To create your first EDS-NLP pipeline, run the following code:

import edsnlp

nlp = edsnlp.blank("eds")
nlp.add_pipe("eds.sentences")
nlp.add_pipe("eds.matcher", config=dict(regex={"smoker": ["fume", "clope"]}))
nlp.add_pipe("eds.negation")

This pipeline can then be run on one or more PDF documents. As the pipeline process documents, components will be called in the order they were added to the pipeline.

from pathlib import Path

# Processing one document
nlp("Le patient ne fume pas")

# Processing multiple documents
model.pipe([text1, text2])

For more information on how to use the pipeline, refer to the Inference page.

Hybrid models

EDS-NLP was designed to facilitate the training and inference of hybrid models that arbitrarily chain static components or trained deep learning components. Static components are callable objects that take a Doc object as input, perform arbitrary transformations over the input, and return the modified object. Torch components, on the other hand, allow for deep learning operations to be performed on the Doc object and must be trained to be used.

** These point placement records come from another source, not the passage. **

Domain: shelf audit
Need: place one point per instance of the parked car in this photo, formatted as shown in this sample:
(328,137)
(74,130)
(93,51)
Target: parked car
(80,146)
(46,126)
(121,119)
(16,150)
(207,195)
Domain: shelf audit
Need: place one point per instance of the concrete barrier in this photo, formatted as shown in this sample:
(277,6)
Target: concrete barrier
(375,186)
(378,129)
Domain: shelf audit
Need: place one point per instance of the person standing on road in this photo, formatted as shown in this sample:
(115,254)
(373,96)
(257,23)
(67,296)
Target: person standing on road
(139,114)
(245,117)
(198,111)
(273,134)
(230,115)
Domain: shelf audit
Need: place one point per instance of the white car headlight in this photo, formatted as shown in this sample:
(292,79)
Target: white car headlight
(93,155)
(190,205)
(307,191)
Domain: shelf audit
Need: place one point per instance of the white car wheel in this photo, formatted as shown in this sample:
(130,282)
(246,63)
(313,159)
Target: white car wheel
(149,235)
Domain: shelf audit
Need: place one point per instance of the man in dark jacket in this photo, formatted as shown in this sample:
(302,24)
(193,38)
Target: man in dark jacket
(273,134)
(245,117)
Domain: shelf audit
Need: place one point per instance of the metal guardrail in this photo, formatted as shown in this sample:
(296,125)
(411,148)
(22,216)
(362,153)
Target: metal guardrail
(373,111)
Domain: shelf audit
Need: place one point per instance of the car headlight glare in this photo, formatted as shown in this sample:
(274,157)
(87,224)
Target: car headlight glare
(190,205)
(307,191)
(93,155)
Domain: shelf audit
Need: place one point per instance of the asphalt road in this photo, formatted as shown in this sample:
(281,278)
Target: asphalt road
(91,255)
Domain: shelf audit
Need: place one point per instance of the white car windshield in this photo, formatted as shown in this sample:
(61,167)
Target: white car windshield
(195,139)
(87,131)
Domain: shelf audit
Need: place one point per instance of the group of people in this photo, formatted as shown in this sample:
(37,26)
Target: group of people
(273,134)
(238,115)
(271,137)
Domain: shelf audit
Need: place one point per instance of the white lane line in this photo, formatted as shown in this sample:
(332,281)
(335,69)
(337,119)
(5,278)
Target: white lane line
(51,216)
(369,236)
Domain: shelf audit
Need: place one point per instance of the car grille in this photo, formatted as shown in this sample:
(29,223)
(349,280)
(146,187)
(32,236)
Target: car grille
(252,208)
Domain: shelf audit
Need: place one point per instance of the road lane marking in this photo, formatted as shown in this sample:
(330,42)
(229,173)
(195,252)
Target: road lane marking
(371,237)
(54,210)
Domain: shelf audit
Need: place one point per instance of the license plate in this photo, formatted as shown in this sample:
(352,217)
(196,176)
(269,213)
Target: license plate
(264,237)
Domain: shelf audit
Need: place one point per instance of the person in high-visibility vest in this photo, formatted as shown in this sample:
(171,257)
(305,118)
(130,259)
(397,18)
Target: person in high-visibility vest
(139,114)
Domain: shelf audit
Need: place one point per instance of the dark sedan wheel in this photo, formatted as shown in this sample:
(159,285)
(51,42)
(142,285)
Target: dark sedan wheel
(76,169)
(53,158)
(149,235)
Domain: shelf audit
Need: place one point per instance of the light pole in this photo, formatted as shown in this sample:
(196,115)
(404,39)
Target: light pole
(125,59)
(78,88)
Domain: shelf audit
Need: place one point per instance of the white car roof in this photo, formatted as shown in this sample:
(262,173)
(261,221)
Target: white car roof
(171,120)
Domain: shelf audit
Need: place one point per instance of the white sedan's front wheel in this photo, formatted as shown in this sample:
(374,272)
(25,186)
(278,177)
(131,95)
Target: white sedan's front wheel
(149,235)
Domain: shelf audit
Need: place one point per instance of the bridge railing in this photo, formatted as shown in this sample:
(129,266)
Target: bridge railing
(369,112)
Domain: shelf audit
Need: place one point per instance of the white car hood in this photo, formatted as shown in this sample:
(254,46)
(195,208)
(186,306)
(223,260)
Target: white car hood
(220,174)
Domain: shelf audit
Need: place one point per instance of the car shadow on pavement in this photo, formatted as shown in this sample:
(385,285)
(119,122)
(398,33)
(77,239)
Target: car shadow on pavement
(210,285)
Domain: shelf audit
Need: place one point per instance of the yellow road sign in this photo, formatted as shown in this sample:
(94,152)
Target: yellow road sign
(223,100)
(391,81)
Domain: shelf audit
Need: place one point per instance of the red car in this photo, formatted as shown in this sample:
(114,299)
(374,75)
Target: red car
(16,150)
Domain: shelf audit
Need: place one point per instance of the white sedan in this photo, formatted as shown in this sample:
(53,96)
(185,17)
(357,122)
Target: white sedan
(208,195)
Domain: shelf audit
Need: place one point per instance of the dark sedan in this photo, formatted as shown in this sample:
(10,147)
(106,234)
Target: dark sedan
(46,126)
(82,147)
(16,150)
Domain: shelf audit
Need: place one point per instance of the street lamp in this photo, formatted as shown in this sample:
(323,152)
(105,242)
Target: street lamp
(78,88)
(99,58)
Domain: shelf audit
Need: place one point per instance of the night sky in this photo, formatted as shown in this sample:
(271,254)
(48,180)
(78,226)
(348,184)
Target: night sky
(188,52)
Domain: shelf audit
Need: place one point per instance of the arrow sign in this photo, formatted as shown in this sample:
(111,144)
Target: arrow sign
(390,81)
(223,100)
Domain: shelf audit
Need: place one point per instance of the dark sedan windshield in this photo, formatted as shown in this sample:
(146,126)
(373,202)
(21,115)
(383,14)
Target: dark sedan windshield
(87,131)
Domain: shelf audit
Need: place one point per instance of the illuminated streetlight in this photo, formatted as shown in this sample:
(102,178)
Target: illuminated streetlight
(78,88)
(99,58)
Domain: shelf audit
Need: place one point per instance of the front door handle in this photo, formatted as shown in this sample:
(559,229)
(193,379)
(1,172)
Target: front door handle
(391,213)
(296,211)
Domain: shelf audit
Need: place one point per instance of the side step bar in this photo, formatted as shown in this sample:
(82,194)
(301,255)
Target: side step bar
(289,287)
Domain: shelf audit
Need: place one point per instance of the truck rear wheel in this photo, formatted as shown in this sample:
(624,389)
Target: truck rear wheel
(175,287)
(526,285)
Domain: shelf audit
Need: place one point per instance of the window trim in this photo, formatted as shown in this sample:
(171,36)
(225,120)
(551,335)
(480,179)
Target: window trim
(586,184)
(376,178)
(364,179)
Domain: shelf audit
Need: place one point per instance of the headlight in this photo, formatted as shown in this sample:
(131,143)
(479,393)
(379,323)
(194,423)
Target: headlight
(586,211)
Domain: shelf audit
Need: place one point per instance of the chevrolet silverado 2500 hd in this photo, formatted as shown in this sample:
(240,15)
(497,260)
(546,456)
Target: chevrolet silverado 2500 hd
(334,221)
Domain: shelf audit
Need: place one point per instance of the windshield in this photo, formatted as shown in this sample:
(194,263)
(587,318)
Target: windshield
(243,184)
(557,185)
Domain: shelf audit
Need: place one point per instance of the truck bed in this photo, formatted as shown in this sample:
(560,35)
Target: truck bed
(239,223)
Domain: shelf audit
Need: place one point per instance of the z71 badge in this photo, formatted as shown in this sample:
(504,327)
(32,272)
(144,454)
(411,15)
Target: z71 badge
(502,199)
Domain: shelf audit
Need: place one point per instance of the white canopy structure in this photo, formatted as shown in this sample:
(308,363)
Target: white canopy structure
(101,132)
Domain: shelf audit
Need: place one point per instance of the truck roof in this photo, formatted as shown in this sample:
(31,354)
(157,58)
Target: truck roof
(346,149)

Example of a hybrid pipeline

Saving and loading a pipeline

Pipelines can be saved and loaded using the save and load methods. Following spaCy, the saved pipeline is not a pickled objet but a folder containing the config file, the weights and extra resources for each pipeline. Deep-learning parameters are saved with the safetensors library to avoid any security issue. This allows for easy inspection and modification of the pipeline, and avoids the execution of arbitrary code when loading a pipeline.

nlp.to_disk("path/to/your/model")
nlp = edsnlp.load("path/to/your/model")

Sharing a pipeline

To share the pipeline and turn it into a pip installable package, you can use the package method, which will use or create a pyproject.toml file, fill it accordingly, and create a wheel file. At the moment, we only support the poetry package manager.

nlp.package(
    name="your-package-name",  # leave None to reuse name in pyproject.toml
    version="0.0.1",
    root_dir="path/to/project/root",  # optional, to retrieve an existing pyproject.toml file
    # if you don't have a pyproject.toml, you can provide the metadata here instead
    metadata=dict(
        authors="Firstname Lastname <your.email@domain.fr>",
        description="A short description of your package",
    ),
)

This will create a wheel file in the root_dir/dist folder, which you can share and install with pip.